川端康成が嫉妬した女子学生
—— 前回伺った田山花袋みたいな話って、ネット上でもよく見かけますよね。普遍的な話なんだなあと感じました。
猪瀬 同時期に、神奈川県の藤沢に住んでいた内藤千代子という女子学生が、『ホネームーン(ハネムーン)』という小説を書いてデビューしています。彼女も『女学世界』に投稿を繰り返していて、15歳のときに「田舎住居(ずまい)の乙女日記」という文章が認められて、博文館からわずか18歳で出版できたんですね。それを読んだ同じく投稿少年の川端康成は、自分と同年代の女の子が先にデビューしたことにショックを受ける。その小説は、彼女の体験にもとづく「男女交際」の物語なんだけど、川端は当時、男子校で女性と口をきいたこともないから、異世界の話のように感じる。
—— 都会の才能あふれる女の子が、自由に楽しく生きているのを、地方にいる鬱屈した青年が眺めているわけですね。その構図も、今のネット世界と似てますねえ。
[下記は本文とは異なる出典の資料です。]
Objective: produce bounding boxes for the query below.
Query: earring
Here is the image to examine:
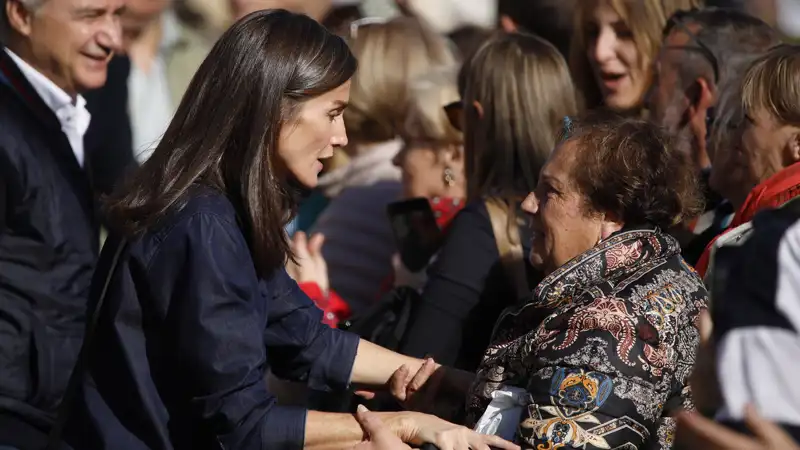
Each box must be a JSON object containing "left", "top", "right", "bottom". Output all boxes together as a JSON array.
[{"left": 444, "top": 167, "right": 456, "bottom": 187}]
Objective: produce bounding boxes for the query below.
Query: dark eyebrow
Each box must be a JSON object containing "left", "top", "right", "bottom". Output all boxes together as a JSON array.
[{"left": 73, "top": 4, "right": 127, "bottom": 17}]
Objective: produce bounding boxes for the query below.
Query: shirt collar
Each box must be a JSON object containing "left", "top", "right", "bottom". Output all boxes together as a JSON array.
[{"left": 5, "top": 48, "right": 89, "bottom": 134}]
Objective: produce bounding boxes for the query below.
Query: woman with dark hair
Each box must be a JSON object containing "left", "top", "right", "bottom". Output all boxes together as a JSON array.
[
  {"left": 57, "top": 10, "right": 514, "bottom": 450},
  {"left": 395, "top": 114, "right": 708, "bottom": 449}
]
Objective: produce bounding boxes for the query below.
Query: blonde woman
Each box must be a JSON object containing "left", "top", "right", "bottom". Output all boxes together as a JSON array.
[
  {"left": 400, "top": 33, "right": 577, "bottom": 371},
  {"left": 312, "top": 17, "right": 455, "bottom": 313},
  {"left": 570, "top": 0, "right": 701, "bottom": 113}
]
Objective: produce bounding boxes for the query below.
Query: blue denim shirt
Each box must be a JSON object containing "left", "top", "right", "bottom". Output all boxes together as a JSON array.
[{"left": 65, "top": 190, "right": 358, "bottom": 450}]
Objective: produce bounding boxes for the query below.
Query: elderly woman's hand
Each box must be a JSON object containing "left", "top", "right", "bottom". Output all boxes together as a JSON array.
[
  {"left": 354, "top": 405, "right": 411, "bottom": 450},
  {"left": 398, "top": 413, "right": 520, "bottom": 450},
  {"left": 389, "top": 358, "right": 475, "bottom": 412},
  {"left": 286, "top": 231, "right": 330, "bottom": 293}
]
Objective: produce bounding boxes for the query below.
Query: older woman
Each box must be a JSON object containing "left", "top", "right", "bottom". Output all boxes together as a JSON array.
[{"left": 400, "top": 112, "right": 707, "bottom": 448}]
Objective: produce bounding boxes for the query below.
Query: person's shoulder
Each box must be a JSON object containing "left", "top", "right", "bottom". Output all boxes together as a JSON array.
[{"left": 148, "top": 186, "right": 238, "bottom": 241}]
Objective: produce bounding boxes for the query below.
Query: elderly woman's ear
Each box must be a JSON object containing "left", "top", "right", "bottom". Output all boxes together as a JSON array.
[
  {"left": 787, "top": 129, "right": 800, "bottom": 166},
  {"left": 600, "top": 213, "right": 625, "bottom": 240}
]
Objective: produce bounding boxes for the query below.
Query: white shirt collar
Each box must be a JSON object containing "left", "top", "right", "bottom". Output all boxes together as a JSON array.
[
  {"left": 5, "top": 48, "right": 89, "bottom": 135},
  {"left": 5, "top": 48, "right": 92, "bottom": 167}
]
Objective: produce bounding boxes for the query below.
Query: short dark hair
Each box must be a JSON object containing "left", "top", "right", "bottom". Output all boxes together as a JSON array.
[
  {"left": 560, "top": 111, "right": 702, "bottom": 229},
  {"left": 664, "top": 8, "right": 781, "bottom": 92},
  {"left": 107, "top": 10, "right": 357, "bottom": 276},
  {"left": 497, "top": 0, "right": 579, "bottom": 59}
]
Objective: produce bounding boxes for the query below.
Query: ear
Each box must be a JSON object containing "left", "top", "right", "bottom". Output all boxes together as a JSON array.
[
  {"left": 500, "top": 14, "right": 519, "bottom": 33},
  {"left": 472, "top": 100, "right": 483, "bottom": 119},
  {"left": 600, "top": 213, "right": 624, "bottom": 240},
  {"left": 442, "top": 145, "right": 464, "bottom": 165},
  {"left": 5, "top": 0, "right": 33, "bottom": 37}
]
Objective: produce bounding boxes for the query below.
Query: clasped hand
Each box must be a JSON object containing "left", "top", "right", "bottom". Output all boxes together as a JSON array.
[{"left": 358, "top": 359, "right": 519, "bottom": 450}]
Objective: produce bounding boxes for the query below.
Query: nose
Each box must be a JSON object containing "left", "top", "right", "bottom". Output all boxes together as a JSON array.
[
  {"left": 97, "top": 14, "right": 122, "bottom": 53},
  {"left": 592, "top": 28, "right": 617, "bottom": 63},
  {"left": 521, "top": 192, "right": 539, "bottom": 214}
]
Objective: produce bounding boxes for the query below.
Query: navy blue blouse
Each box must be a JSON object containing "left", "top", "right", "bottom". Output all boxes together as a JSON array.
[{"left": 65, "top": 191, "right": 358, "bottom": 450}]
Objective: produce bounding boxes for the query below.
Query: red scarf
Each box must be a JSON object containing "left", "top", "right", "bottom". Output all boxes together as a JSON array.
[{"left": 696, "top": 163, "right": 800, "bottom": 277}]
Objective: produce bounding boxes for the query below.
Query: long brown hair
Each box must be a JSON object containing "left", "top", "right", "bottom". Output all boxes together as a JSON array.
[{"left": 107, "top": 10, "right": 357, "bottom": 276}]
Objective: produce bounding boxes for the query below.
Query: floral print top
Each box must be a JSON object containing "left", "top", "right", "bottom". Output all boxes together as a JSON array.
[{"left": 467, "top": 229, "right": 708, "bottom": 450}]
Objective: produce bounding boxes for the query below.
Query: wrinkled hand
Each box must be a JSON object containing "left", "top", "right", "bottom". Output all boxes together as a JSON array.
[
  {"left": 389, "top": 358, "right": 475, "bottom": 413},
  {"left": 689, "top": 310, "right": 721, "bottom": 414},
  {"left": 354, "top": 405, "right": 411, "bottom": 450},
  {"left": 389, "top": 358, "right": 444, "bottom": 411},
  {"left": 675, "top": 406, "right": 800, "bottom": 450},
  {"left": 286, "top": 231, "right": 330, "bottom": 293},
  {"left": 398, "top": 413, "right": 520, "bottom": 450}
]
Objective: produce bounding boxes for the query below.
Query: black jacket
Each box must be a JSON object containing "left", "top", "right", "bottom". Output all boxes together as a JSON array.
[{"left": 0, "top": 51, "right": 131, "bottom": 450}]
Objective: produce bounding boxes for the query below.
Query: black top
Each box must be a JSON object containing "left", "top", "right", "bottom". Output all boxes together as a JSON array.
[
  {"left": 64, "top": 190, "right": 359, "bottom": 450},
  {"left": 400, "top": 201, "right": 539, "bottom": 371},
  {"left": 0, "top": 46, "right": 99, "bottom": 442}
]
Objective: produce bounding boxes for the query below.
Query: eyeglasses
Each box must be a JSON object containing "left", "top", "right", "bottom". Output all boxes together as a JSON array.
[
  {"left": 350, "top": 17, "right": 389, "bottom": 39},
  {"left": 664, "top": 8, "right": 719, "bottom": 84},
  {"left": 444, "top": 100, "right": 465, "bottom": 133}
]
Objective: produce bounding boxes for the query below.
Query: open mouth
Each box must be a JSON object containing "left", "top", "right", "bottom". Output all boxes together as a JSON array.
[{"left": 600, "top": 72, "right": 627, "bottom": 89}]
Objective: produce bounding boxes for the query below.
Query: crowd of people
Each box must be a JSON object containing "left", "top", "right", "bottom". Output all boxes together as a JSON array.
[{"left": 0, "top": 0, "right": 800, "bottom": 450}]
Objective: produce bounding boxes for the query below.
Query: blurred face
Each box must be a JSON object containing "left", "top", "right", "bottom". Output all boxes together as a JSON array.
[
  {"left": 742, "top": 109, "right": 800, "bottom": 191},
  {"left": 8, "top": 0, "right": 124, "bottom": 95},
  {"left": 278, "top": 81, "right": 350, "bottom": 188},
  {"left": 230, "top": 0, "right": 331, "bottom": 21},
  {"left": 708, "top": 111, "right": 755, "bottom": 208},
  {"left": 394, "top": 141, "right": 466, "bottom": 198},
  {"left": 709, "top": 109, "right": 800, "bottom": 206},
  {"left": 647, "top": 32, "right": 689, "bottom": 132},
  {"left": 584, "top": 0, "right": 648, "bottom": 110},
  {"left": 522, "top": 141, "right": 603, "bottom": 274}
]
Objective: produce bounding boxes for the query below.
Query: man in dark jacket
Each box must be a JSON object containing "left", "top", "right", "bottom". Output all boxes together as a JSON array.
[{"left": 0, "top": 0, "right": 123, "bottom": 444}]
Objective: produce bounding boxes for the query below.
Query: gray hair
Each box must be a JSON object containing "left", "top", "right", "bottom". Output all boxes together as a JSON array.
[{"left": 0, "top": 0, "right": 45, "bottom": 44}]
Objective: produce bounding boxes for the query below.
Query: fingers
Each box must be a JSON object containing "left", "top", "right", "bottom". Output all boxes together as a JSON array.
[
  {"left": 356, "top": 405, "right": 388, "bottom": 436},
  {"left": 355, "top": 391, "right": 375, "bottom": 400},
  {"left": 481, "top": 435, "right": 520, "bottom": 450},
  {"left": 389, "top": 365, "right": 411, "bottom": 402},
  {"left": 407, "top": 358, "right": 437, "bottom": 395}
]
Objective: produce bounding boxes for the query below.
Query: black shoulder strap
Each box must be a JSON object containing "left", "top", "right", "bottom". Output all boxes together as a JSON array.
[{"left": 46, "top": 239, "right": 127, "bottom": 450}]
猪瀬 彼女の小説の中に、「『文章世界』へ投稿を繰り返す中学生」という設定の男の子が出てくるんだけど、それがまるっきり川端なんだよね。作中で内藤千代子自身をモデルにしていると思われる少女が「お帰りあそばせっ」と挨拶すると、男の子は意識しすぎて返事できずに、自分の部屋に逃げていってしまうんだ。それを見た内藤千代子は、「ほんとに妙な方、若い女は悪魔の化身だと思っていられるのかしらん」とか書くんだよ。なんというか、純情な少年をからかって手玉にとる女の余裕を、すでに身につけているよね。自然に才能が発芽しているというかな。まあでも、内藤千代子も今では忘れられた作家の一人だから、そういう女性の多くは、若いときが才能のピークになってしまうことも多いんでしょうけどね。
—— おもしろいなあ。時代の変化の予兆は、まず才能ある女性の出現によって示される、というのは現代にも言えるような気がします。インターネットの世界にも、次々に才能を感じる文章を書く、若い女性が出てきていますからね。